The BSE benchmark Sensex on Wednesday closed below 19,000 level for the first time in three weeks, falling by 124 points amid concerns that withdrawal of support to the government by the DMK may jeopardise pace of economic reforms.
The Sensex closed 123.91 points lower, or 0.65 per cent, to 18,884.19, a level seen on March 1. The index had lost over 562 points in last three sessions.
Similarly, the broad-based National Stock Exchange index Nifty fell below 5,700 level, by losing 51.55 points, or 0.90 per cent, to 5,694.40.
Brokers said market sentiment turned bearish after the DMK withdrew support to the Congress-led UPA government on Sri Lankan Tamil issue and raised fears of halt in the ongoing economic reforms.
They said the investor confidence also dampened as the Reserve Bank of India had yesterday, while cutting short-term lending rate, said that there is limited room for further monetary easing.
The current downfall was led by stocks of financial and interest-sensitive stocks like realty and banking sectors.
Shares of Housing Development and Infrastructure plunged by 19.90 per cent to Rs 48.70 after credit agency Credit Analysis and Research downgraded the company's non-convertible debentures issue.

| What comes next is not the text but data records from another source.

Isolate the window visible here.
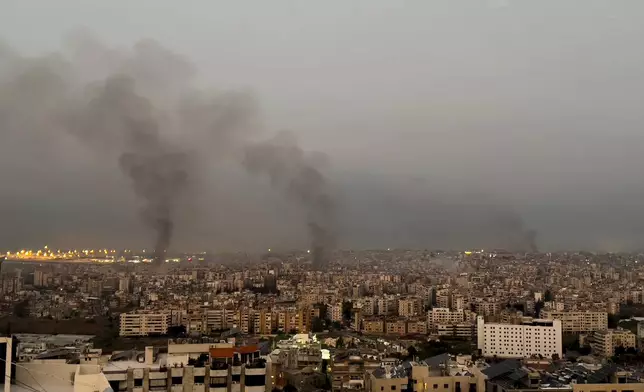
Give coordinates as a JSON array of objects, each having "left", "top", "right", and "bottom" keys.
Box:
[
  {"left": 171, "top": 377, "right": 183, "bottom": 385},
  {"left": 444, "top": 385, "right": 449, "bottom": 389},
  {"left": 194, "top": 376, "right": 205, "bottom": 384},
  {"left": 434, "top": 385, "right": 439, "bottom": 389},
  {"left": 246, "top": 375, "right": 265, "bottom": 386},
  {"left": 134, "top": 378, "right": 143, "bottom": 387},
  {"left": 392, "top": 386, "right": 396, "bottom": 391}
]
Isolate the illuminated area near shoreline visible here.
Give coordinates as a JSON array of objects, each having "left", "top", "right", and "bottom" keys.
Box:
[{"left": 1, "top": 246, "right": 209, "bottom": 264}]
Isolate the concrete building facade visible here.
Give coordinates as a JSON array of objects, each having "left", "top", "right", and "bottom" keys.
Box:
[
  {"left": 541, "top": 311, "right": 608, "bottom": 334},
  {"left": 476, "top": 316, "right": 562, "bottom": 359}
]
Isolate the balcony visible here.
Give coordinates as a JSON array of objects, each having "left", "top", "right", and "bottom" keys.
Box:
[
  {"left": 149, "top": 371, "right": 168, "bottom": 380},
  {"left": 211, "top": 361, "right": 230, "bottom": 370},
  {"left": 246, "top": 360, "right": 267, "bottom": 369}
]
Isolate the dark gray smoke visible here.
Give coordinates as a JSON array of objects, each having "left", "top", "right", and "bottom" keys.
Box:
[
  {"left": 0, "top": 33, "right": 255, "bottom": 258},
  {"left": 68, "top": 75, "right": 190, "bottom": 263},
  {"left": 244, "top": 132, "right": 335, "bottom": 268},
  {"left": 489, "top": 208, "right": 539, "bottom": 252}
]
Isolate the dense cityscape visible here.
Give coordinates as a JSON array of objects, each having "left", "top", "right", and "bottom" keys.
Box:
[
  {"left": 2, "top": 249, "right": 644, "bottom": 391},
  {"left": 3, "top": 1, "right": 644, "bottom": 392}
]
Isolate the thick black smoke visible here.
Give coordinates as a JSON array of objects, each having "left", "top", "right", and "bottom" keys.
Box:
[
  {"left": 244, "top": 132, "right": 335, "bottom": 268},
  {"left": 68, "top": 75, "right": 190, "bottom": 263},
  {"left": 0, "top": 34, "right": 255, "bottom": 258}
]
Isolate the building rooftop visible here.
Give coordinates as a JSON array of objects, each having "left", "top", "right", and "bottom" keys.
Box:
[
  {"left": 372, "top": 364, "right": 408, "bottom": 379},
  {"left": 486, "top": 362, "right": 642, "bottom": 390},
  {"left": 0, "top": 385, "right": 73, "bottom": 392}
]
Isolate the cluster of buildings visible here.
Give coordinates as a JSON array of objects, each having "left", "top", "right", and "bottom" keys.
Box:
[
  {"left": 2, "top": 332, "right": 644, "bottom": 392},
  {"left": 3, "top": 249, "right": 644, "bottom": 391}
]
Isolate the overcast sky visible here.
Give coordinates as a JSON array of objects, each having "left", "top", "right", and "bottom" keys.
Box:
[{"left": 1, "top": 0, "right": 644, "bottom": 252}]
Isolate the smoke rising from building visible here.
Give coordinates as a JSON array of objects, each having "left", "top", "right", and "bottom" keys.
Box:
[{"left": 244, "top": 132, "right": 336, "bottom": 268}]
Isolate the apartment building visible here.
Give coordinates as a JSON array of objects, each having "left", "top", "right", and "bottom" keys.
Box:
[
  {"left": 202, "top": 309, "right": 239, "bottom": 332},
  {"left": 409, "top": 361, "right": 484, "bottom": 392},
  {"left": 476, "top": 316, "right": 562, "bottom": 359},
  {"left": 332, "top": 351, "right": 381, "bottom": 391},
  {"left": 589, "top": 328, "right": 637, "bottom": 357},
  {"left": 541, "top": 310, "right": 608, "bottom": 334},
  {"left": 328, "top": 303, "right": 344, "bottom": 322},
  {"left": 436, "top": 324, "right": 476, "bottom": 339},
  {"left": 252, "top": 309, "right": 274, "bottom": 335},
  {"left": 399, "top": 297, "right": 422, "bottom": 317},
  {"left": 103, "top": 347, "right": 267, "bottom": 392},
  {"left": 361, "top": 297, "right": 376, "bottom": 316},
  {"left": 474, "top": 301, "right": 499, "bottom": 317},
  {"left": 436, "top": 291, "right": 451, "bottom": 309},
  {"left": 428, "top": 308, "right": 465, "bottom": 328},
  {"left": 406, "top": 319, "right": 428, "bottom": 335},
  {"left": 119, "top": 312, "right": 172, "bottom": 337},
  {"left": 385, "top": 318, "right": 407, "bottom": 336},
  {"left": 377, "top": 296, "right": 398, "bottom": 316},
  {"left": 362, "top": 318, "right": 385, "bottom": 335},
  {"left": 366, "top": 356, "right": 485, "bottom": 392}
]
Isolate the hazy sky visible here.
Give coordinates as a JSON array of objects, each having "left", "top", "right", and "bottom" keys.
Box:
[{"left": 1, "top": 0, "right": 644, "bottom": 252}]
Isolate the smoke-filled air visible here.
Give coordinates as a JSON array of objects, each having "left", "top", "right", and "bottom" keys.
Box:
[
  {"left": 0, "top": 32, "right": 260, "bottom": 263},
  {"left": 3, "top": 1, "right": 644, "bottom": 253},
  {"left": 244, "top": 132, "right": 336, "bottom": 268}
]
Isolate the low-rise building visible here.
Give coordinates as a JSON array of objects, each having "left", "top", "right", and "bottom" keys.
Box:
[
  {"left": 333, "top": 350, "right": 381, "bottom": 392},
  {"left": 362, "top": 318, "right": 385, "bottom": 335},
  {"left": 386, "top": 318, "right": 407, "bottom": 336},
  {"left": 589, "top": 328, "right": 637, "bottom": 357}
]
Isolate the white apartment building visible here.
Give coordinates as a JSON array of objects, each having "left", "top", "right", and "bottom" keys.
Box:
[
  {"left": 541, "top": 310, "right": 608, "bottom": 333},
  {"left": 120, "top": 312, "right": 172, "bottom": 337},
  {"left": 477, "top": 316, "right": 562, "bottom": 359}
]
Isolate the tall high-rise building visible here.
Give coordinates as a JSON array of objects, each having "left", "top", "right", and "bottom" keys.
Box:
[
  {"left": 119, "top": 277, "right": 131, "bottom": 293},
  {"left": 34, "top": 270, "right": 45, "bottom": 287}
]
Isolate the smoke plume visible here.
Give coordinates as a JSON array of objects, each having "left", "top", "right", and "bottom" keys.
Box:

State Bank of India dropped by 3.87 per cent to Rs 2,117.75, ICICI Bank by 2.85 per cent to Rs 1,001.60, HDFC Bank by 0.78 per cent to Rs 4.90, Axis Bank by 1.65 per cent to Rs 1,300.30 and Yes Bank by 1.72 per cent to Rs 431.50.
In 30-BSE index components, 19 stocks declined led by Reliance Industries, Larsen and Toubro, BHEL, Maruti Suzuki, NTPC, ONGC, Hindalco and Bharti Airtel.
Bucking the weak trend, the stocks of Infosys, Tata Consultancy Services, Cipla, Dr Ready, Hero MotoCorp, Hindustan Uniliver and ITC gained and capped the losses to some extent.